Three online instructional modules teach students how to use sophisticated analytical tools to perform basic social science functions.
This module examining US voting behavior is the latest in a series of Supplementary Empirical Teaching Units in Political Science (SETUPS), sponsored by ICPSR and the American Political Science Association. The module is based on the 2004 National Election Study (NES) data. It provides background on the 2004 election, explains the dataset of voting behavior, and shows students how to analyze the data and interpret the results.
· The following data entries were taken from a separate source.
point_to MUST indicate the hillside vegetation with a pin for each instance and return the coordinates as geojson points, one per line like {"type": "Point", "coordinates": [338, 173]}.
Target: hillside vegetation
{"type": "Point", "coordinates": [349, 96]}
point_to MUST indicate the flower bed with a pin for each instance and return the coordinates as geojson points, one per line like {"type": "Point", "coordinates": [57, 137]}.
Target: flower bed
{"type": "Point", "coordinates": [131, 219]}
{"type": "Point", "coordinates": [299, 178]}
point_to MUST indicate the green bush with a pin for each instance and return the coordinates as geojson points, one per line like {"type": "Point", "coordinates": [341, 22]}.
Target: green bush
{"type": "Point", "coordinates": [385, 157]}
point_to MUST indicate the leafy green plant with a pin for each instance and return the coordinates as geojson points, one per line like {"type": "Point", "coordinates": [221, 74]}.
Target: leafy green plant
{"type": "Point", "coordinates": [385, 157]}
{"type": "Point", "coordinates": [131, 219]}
This instructional module teaches students how to conduct a literature search in the social sciences. It includes three exercises that require students to explore research on social science topics by using ICPSR's Bibliography of Data-Related Literature. The exercises show how researchers pose their questions, conduct secondary analysis on existing datasets, and confirm conclusions by analyzing data from multiple sources.
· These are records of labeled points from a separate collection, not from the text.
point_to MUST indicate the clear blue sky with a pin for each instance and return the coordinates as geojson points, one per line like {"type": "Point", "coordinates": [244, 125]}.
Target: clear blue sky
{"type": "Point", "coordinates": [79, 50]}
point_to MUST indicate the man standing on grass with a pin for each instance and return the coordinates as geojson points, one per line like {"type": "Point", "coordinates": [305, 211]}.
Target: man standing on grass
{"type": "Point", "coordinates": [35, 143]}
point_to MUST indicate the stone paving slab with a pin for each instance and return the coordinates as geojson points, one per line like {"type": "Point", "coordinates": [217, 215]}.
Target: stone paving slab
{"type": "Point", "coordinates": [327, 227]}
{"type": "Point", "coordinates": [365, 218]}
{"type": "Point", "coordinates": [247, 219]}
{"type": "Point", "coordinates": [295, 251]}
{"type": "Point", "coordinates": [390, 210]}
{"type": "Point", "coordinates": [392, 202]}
This module introduces the methods of quantitative social science research with a case study examining Robert D. Putnam's arguments about the decline of social capital, as discussed in his influential book Bowling Alone. Students learn to replicate and extend Putnam's analysis. Students learn about units of analysis, levels of measurement, and longitudinal versus cross-sectional analysis. Exercises include creating line graphs to look at change over time, creating measures such as a social capital index, and running cross-tabulations and correlations. This resource is intended to enhance courses in disciplines such as political science, public administration and policy, and sociology.